The operative terms introduced here are “dwarfed” as in transcended, topped. “Eclipsed” is even better.
Now, about eclipsed not being disruption of a kind? Isn’t it, in fact, the purest form of disruption. The insurgent’s army simply bypasses the incumbent’s castle. Like the Wehrmacht bypassed the Maginot Line. Or like jets trumped tanks.
It is about entrenchment, isn’t it? We make commitments to certain behaviors, procedures, processes, services and necessarily our choices close the door on alternatives. Choices harrow alternatives, by definition. Isn’t it, then, silly to imagine we can avoid being eclipsed?
Or is it, maybe, how we understand our choice? If Apple, for instance, is committed to “the best computers for the rest of us,” then all the forms of computer it produces fit, from watch to Mac.
Isn’t mission is the quintessential issue?
Loved the google discussion and I really look forward to new posts every week.

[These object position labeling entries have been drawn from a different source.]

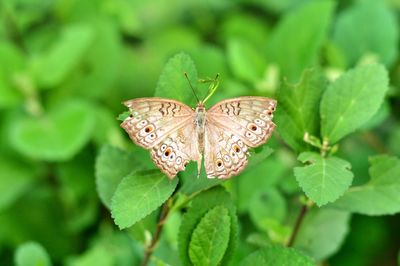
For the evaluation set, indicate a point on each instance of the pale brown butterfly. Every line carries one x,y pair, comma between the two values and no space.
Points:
175,134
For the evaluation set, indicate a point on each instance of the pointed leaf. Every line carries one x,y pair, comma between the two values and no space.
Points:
200,205
173,84
210,238
298,110
138,195
352,100
112,165
324,179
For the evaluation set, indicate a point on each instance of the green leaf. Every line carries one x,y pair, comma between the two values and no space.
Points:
379,38
333,225
12,62
352,100
64,56
380,195
60,134
16,177
210,238
257,178
112,165
265,206
298,110
200,205
293,49
173,84
245,61
31,254
138,195
324,179
277,255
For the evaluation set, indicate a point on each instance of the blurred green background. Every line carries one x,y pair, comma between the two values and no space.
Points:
66,65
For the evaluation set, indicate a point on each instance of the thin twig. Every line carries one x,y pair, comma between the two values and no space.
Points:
297,225
160,225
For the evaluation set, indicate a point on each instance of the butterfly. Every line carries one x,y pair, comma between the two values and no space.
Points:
176,134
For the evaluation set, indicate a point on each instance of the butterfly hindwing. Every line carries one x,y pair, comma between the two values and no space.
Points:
175,152
225,154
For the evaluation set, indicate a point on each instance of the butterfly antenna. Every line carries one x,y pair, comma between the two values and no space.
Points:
190,84
213,87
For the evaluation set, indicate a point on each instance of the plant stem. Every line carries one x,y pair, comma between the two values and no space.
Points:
297,225
160,225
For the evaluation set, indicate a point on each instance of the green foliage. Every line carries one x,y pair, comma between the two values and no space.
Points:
324,180
31,254
210,238
201,205
332,224
347,103
60,134
172,83
137,195
380,39
292,49
380,195
298,111
276,255
74,188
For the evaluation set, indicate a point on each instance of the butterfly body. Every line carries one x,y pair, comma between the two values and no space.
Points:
177,134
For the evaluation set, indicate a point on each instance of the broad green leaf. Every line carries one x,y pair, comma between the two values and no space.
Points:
257,177
31,254
351,100
298,108
245,61
16,177
66,53
200,205
112,165
138,195
379,38
106,131
173,84
324,180
55,136
210,238
277,255
333,225
380,195
293,49
267,206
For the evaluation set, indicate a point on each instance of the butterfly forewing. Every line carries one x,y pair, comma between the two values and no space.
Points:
232,126
166,127
250,118
152,119
176,134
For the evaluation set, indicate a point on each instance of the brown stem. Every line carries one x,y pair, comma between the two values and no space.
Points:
297,225
160,225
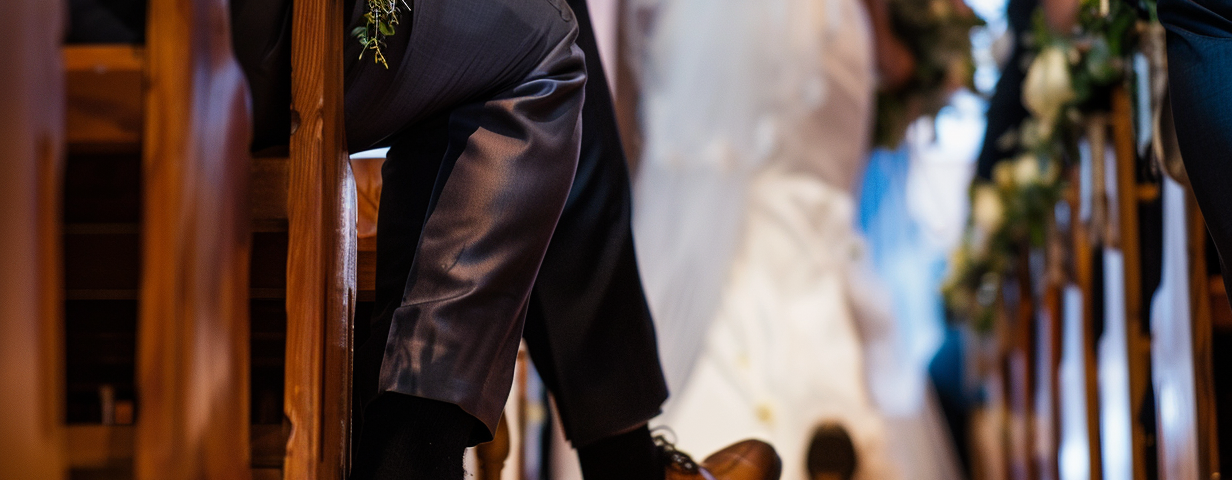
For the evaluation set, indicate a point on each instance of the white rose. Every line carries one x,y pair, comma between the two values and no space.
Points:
987,211
1003,175
1026,170
1047,88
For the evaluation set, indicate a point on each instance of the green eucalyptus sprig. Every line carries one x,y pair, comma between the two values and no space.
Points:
381,22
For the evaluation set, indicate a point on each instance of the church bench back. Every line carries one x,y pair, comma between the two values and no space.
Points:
194,329
31,168
322,251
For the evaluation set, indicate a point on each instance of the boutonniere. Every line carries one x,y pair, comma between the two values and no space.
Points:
381,22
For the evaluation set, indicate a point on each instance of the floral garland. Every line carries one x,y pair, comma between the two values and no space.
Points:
939,36
381,22
1068,81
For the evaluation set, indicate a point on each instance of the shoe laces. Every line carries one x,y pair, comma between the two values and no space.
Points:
673,457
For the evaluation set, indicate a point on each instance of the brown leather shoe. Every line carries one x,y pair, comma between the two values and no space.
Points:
744,460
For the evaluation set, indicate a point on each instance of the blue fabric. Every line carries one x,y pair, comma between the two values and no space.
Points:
1200,84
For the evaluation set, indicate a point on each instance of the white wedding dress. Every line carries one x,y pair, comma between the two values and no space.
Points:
757,118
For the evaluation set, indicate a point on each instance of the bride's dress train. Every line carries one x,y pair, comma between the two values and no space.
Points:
757,129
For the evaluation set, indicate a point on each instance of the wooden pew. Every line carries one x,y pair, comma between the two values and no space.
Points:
322,250
31,165
1126,212
192,329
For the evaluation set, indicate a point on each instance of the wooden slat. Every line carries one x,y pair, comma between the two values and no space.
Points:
269,188
1221,310
1127,213
1084,278
1203,332
192,325
107,446
320,260
31,174
105,95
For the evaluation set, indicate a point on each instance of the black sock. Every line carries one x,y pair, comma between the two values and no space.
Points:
409,437
625,457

While a point was made that Google (as a company) will be dwarfed, reasons were not discussed in very much detail as to why. Considering Google (as a company) is different then google as a search + ad product, what limits Google (as a company) in equally succeeding in the world of native advertising?
One point is “conflict” between owning content and owning search, (may be a weak parallel from Microsoft – owning OS and owning browser) that might lead to potential anti-trust issues. But how much search bias a native ad platform needs/can be leveraged at Google before running afoul of anti-trust is debatable.
Do you think that search business is really all that much conflicting with other content businesses? If so, why? What about Youtube?